Insurance Disruption due to Spousal Medicare Transitions: Implications for Access to Care and Health Care Utilization for Women Approaching Age 65
By Jessica R. Schumacher, Maureen A. Smith, Jinn-Ing Liou, Nancy Pandhi
HSR
June 2009
Objective: To assess whether a husband’s Medicare transition leads to insurance disruptions for his wife that impact her perceived access to care, health care utilization, or health status.
Principal Findings: After adjustment, women who experienced an insurance disruption due to their husband’s Medicare transition had a greater probability of experiencing a change in usual clinic/provider (71 percent), delaying filling or taking fewer medications than prescribed because of cost (75 percent), going to the emergency room (52 percent), and had lower average mental health scores than women who did not experience an insurance disruption.
Conclusions: Despite consistent insurance coverage, the insurance disruption that accompanies a spouse’s Medicare transition has adverse access and health care utilization consequences for women.

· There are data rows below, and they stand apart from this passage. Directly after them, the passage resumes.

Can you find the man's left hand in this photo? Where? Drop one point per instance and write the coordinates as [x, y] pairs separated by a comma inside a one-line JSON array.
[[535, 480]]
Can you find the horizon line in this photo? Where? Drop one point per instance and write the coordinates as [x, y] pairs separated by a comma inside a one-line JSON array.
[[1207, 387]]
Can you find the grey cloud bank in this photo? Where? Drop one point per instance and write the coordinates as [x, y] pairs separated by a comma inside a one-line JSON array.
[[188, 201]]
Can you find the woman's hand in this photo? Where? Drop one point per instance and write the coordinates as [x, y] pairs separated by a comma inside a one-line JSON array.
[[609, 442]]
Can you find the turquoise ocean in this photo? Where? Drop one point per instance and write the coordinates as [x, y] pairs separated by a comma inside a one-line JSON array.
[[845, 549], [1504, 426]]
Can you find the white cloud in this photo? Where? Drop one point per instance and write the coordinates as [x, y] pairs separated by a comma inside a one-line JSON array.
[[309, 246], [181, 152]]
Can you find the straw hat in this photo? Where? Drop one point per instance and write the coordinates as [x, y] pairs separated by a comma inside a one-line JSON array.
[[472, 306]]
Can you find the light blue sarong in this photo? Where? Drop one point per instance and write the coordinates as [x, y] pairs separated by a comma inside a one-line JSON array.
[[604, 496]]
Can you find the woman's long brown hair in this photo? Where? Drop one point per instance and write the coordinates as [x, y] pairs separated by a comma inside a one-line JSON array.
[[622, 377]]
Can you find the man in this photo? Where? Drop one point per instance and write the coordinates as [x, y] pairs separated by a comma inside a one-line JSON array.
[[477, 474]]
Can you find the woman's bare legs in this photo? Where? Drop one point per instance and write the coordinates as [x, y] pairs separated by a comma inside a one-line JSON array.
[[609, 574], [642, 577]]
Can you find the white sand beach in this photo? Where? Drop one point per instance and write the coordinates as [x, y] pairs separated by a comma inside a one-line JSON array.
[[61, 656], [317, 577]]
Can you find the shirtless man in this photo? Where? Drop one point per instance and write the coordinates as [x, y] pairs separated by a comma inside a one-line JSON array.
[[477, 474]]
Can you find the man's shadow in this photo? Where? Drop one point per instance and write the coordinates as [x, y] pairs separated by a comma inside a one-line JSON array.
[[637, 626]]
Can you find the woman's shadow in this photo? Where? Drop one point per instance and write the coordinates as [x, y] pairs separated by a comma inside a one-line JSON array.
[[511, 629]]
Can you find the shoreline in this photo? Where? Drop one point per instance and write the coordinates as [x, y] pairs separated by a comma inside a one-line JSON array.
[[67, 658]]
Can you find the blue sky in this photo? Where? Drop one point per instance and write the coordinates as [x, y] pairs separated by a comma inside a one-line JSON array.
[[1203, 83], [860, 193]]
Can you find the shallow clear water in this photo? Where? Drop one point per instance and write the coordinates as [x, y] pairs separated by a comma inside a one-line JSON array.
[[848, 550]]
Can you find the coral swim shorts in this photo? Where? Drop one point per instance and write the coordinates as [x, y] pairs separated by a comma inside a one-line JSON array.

http://www.hsr.org/hsr/abstract.jsp?aid=44347877138
Most individuals experience a sense of relief on turning 65 because they know that they have the security of being covered by Medicare for the remainder of their lives. But that relief is often tempered by concerns over the transitional problem of having a wife who is not yet 65, but who experiences a disruption in her insurance because she had been covered as a dependent on her husband’s plan. This study demonstrates that such disruptions can have adverse consequences for health care.
How would the current reform proposals address this problem? Likely she would be mandated to purchase an individual plan through the insurance exchange, probably at a higher premium since plans would be allowed to use age as a factor in setting rates. This could be quite expensive just at a time that the couple is trying to pull together their financial plans for their retirement years. Also since almost all private health plans assess financial penalties for failure to use their contracted providers, she could lose the choice of continuing to use her current health care professionals. What would happen if she has a serious medical problem and has already initiated a complicated medical regimen (e.g., cancer chemotherapy, radiation, and staged surgery)?
Should Congress include in the reform legislation a measure that would cover the spouse under Medicare once the eligible individual turns 65? If so, should the taxpayers fund that coverage, even if the spouse is 32? If, instead, a premium is to be paid, would it be based on the actuarial value of a risk pool composed of high-cost retirees and individuals with long-term disabilities (i.e., the current Medicare program)? If the husband is leaving an employer-sponsored plan, would the former employer be required to continue the spouse’s coverage to avoid transitional disruptions? If so, who pays and how much?
We will always face these issues and many more as long as Congress insists that we are each mandated to finance our health care through our fragmented, dysfunctional, multi-payer insurance system.
All we really need to do is fix Medicare, and then make enrollment automatic for everyone. But then that would break the bond of trust that President Obama and the members of Congress have established with Karen Ignagni. That seems to be a much stronger bond than they have with the other 306 million of us.